Durch die Integration des Straßeneditors RoadRunner mit den ASM-OpenX-Verkehsmodellen können Ingenieure mit offenen Standards arbeiten und Technologien für das automatisierte Fahren schneller entwickeln.

Grafik: Roadrunner Map, Aurelion Road, Aurelion Sensor Simulation
Die Kombination von ASM OpenX mit RoadRunner ermöglicht eine effizientere und günstigere Simulation von Verkehrsszenarien.

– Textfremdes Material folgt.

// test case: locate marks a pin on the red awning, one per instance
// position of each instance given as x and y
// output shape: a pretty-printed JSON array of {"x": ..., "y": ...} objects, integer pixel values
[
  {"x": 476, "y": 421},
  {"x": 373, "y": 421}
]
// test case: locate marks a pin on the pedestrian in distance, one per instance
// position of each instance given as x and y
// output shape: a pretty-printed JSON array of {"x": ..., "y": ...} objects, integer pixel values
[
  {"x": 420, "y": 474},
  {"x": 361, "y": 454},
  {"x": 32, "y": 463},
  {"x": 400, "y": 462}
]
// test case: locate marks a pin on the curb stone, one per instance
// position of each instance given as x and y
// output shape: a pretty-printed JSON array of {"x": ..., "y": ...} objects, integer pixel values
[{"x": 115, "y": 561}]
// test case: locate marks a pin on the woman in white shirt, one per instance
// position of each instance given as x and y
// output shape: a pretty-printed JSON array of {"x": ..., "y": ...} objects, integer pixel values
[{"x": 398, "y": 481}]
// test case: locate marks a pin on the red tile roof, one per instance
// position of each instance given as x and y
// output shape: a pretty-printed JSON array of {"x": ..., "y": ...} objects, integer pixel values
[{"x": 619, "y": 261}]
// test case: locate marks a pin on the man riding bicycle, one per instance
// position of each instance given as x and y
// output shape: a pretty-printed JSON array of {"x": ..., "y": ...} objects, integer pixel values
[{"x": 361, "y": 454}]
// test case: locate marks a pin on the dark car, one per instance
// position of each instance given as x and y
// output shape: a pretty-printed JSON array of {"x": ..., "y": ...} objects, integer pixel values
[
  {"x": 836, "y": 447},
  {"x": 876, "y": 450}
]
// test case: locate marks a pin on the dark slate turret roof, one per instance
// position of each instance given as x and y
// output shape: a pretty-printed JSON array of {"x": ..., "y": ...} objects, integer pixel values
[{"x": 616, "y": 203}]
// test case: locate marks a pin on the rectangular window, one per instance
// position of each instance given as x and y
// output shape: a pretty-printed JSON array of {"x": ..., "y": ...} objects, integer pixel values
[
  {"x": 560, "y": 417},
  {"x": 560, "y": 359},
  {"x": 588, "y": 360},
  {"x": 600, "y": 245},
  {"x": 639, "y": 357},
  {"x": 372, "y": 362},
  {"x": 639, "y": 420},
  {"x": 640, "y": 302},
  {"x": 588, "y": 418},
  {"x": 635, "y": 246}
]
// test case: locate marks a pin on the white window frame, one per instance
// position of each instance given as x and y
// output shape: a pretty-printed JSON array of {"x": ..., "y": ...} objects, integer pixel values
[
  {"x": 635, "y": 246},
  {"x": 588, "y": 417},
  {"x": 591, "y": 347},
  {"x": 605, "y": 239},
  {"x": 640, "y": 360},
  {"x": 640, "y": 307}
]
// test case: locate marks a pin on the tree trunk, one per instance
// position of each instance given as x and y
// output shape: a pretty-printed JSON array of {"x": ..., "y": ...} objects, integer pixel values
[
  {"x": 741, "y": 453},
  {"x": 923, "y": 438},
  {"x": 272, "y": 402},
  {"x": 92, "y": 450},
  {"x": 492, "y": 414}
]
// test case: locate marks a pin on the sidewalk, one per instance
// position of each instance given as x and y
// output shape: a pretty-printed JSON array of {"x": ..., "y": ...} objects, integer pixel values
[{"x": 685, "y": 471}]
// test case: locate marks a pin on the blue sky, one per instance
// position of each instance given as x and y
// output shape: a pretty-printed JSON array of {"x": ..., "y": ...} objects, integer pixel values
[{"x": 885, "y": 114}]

dSpace und MathWorks haben ihre Partnerschaft erweitert, um die Verkehrssimulation unter Verwendung offener Standards zu optimieren: Entwickler von Anwendungen für autonomes Fahren können jetzt mit dem Straßeneditor RoadRunner erstellte Straßenmodelle direkt in ASM OpenX verwenden, der aktuellen Generation von dSpace-Verkehrsmodellen.

ASM OpenX basiert nativ auf den offenen Standards OpenScenario XML und OpenDrive. Im Gegensatz zu bisherigen ASM-Verkehrsmodellen entfällt durch die native Verwendung von Standards die fehleranfällige und zeitaufwendige Konvertierung von Szenarien und Straßenmodellen; der Bedarf an manueller Nacharbeit reduziert sich deutlich. RoadRunner ist ein interaktiver Editor mit programmatischen APIs für den Entwurf detaillierter Straßenmodelle und 3D-Szenen sowie -Szenarien, der die Standards OpenDrive und OpenScenario unterstützt. Es hat sich in einer umfangreichen Evaluation als ideale Ergänzung zu ASM OpenX erwiesen, insbesondere für die Bereitstellung von Straßenmodellen in OpenDrive.